The Association of Southeast Asian Nations and the European Union have endorsed a five-year plan to enhance security and trade ties between the
two blocs, and they urged Burma's military rulers to speed up democratic reforms and release opposition leader Aung San Suu Kyi from house arrest.
Officially, the summit was supposed to focus on ASEAN's 40th anniversary and the signing of a charter laying out the grouping's goals of economic
integration, democracy, and protection of the environment. Overshadowing practically every aspect of the gathering, however, has been the issue of Burma, and the violence that its military leaders unleashed on monks and other peaceful protesters in September.
Leaders ended the five-day summit with a luncheon and meetings with the European Union, with whom ASEAN wants expanded trade. The two blocs agreed to speed up talks on a free-trade agreement linking 37 countries and one billion people.
At a news conference Thursday, the current ASEAN chairman, Singaporean Prime Minister Lee Hsien Loong, said ASEAN would not let the matter of Burma hold up trade talks with the EU.
"While Myanmar is undoubtedly a significant issue, ASEAN-EU relations should not be held hostage by it. There are many areas in which we can cooperate for mutual benefit and the EU should take a broader strategic interest in ASEAN."
The EU has imposed new sanctions on Burma since the September crackdown and has called on others to do the same. Portuguese Prime Minister Jose Socrates, who holds the EU's rotating presidency, stopped short of making that call in public at Thursday's joint news conference here. Instead, he emphasized that differences between the EU and ASEAN on Burma are not fundamental.
"We have a common approach: Myanmar must become (a) democracy and must respect human rights. Both organizations want to do what's best in order to achieve that goal. We have a difference, yes.
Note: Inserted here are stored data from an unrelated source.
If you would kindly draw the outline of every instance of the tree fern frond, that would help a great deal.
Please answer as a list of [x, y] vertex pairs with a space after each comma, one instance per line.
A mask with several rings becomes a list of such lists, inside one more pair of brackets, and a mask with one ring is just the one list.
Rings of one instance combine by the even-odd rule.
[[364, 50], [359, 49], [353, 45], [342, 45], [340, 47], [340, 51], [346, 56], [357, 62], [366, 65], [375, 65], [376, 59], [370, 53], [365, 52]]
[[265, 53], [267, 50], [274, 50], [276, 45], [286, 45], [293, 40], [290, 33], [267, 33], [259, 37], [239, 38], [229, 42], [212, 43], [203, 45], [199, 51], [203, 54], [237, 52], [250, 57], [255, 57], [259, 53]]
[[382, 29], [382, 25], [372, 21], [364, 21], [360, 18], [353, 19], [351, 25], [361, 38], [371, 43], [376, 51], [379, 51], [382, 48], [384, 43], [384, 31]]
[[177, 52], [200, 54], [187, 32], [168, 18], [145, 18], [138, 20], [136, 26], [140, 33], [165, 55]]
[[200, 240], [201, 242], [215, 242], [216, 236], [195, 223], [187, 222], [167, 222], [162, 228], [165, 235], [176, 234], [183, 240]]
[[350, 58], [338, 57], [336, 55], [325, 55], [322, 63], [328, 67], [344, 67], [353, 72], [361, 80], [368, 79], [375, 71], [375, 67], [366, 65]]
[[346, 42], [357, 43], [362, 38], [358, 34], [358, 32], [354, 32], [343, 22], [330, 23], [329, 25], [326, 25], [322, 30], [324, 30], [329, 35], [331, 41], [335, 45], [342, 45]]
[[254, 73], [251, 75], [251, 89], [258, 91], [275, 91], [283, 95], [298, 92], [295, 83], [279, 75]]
We think dissensions are important in order to proceed, but the most important is to underline that both organizations are doing (their) best in order to give concrete and important steps toward democracy and protection of human rights."
Burma is a late-joiner to ASEAN. It was admitted in 1997, when its neighbors thought that integration rather than isolation would bring about political reform in the country.
With its ruined economy and harsh military rule, however, Burma is starkly different from its ASEAN counterparts, most of which have undertaken democratic reforms and have fast-growing economies.
Despite these differences, ASEAN this week rebuffed calls by the United States and other western nations to threaten Burma with expulsion if it does not undertake meaningful democratic reforms.
US officials and some analysts say that approach may hurt the organization's credibility.